When the National Health Service came into being in 1948, primary care services comprised general medical services, general dental services, supplementary ophthalmic services and pharmaceutical services. For the most part, these services were provided by independent practitioners, a situation that generally prevails to this day. But patterns are beginning to change. New types of service are being brought in. We are beginning to see, for instance, nurse-led walk-in centres in various parts of the country. As an article in this week's issue makes clear (see p305), they are designed to broaden access to primary care. Some people, such as those not registered with a general medical practitioner, have no easy access to primary care services and even those who are registered do not always find it easy or convenient to get an appointment with a doctor. They can now, in many parts of the country, seek treatment or advice at the new centres.
The centres seem to us to be something of an experiment. The Government seems to be setting them up in the hope that they will work. They will be evaluated and presumably modified as experience with them grows.
The same might be said of NHS Direct, another nurse-led service, which offers advice to telephone callers about what to do about health problems. The nurses take callers through a series of questions prompted by algorithms and end up giving them advice about what they should do.
The service has, of course, been the subject of an independent evaluation carried out covertly by the Consumers Association using its well known fictitious patient technique. And, as readers may recall, NHS Direct has been found wanting (PJ, August 12, p220). According to the CA research, it failed to spot some potential emergencies.
Pharmacists may have some sympathy with NHS Direct, because the same technique has been used to test their advisory capabilities. And ironically, the same defence that has been used on behalf of pharmacists was used by supporters of NHS Direct, namely, that the work of the service was being compared with a gold standard set by armchair critics rather than with what was on offer elsewhere through not always perfect general medical services.
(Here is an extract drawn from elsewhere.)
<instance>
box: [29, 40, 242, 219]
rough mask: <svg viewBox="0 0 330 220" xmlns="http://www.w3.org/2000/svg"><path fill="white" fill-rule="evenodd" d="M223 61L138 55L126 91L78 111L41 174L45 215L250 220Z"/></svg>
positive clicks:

Since the Government is clearly in experimental mood, we suggest that there is one other experiment that it might well want to try. That is to let pharmacies perform an equivalent role to the walk-in centres. They already do so informally, as the President of the Society has pointed out, so why should they not be allowed to do so officially as part of the NHS.
In case it should be argued that there is no evidence that such a service would work, we would simply re-emphasise that walk-in centres and NHS Direct amount to experimental services. What is sauce for the goose could open the way for a new source of NHS services.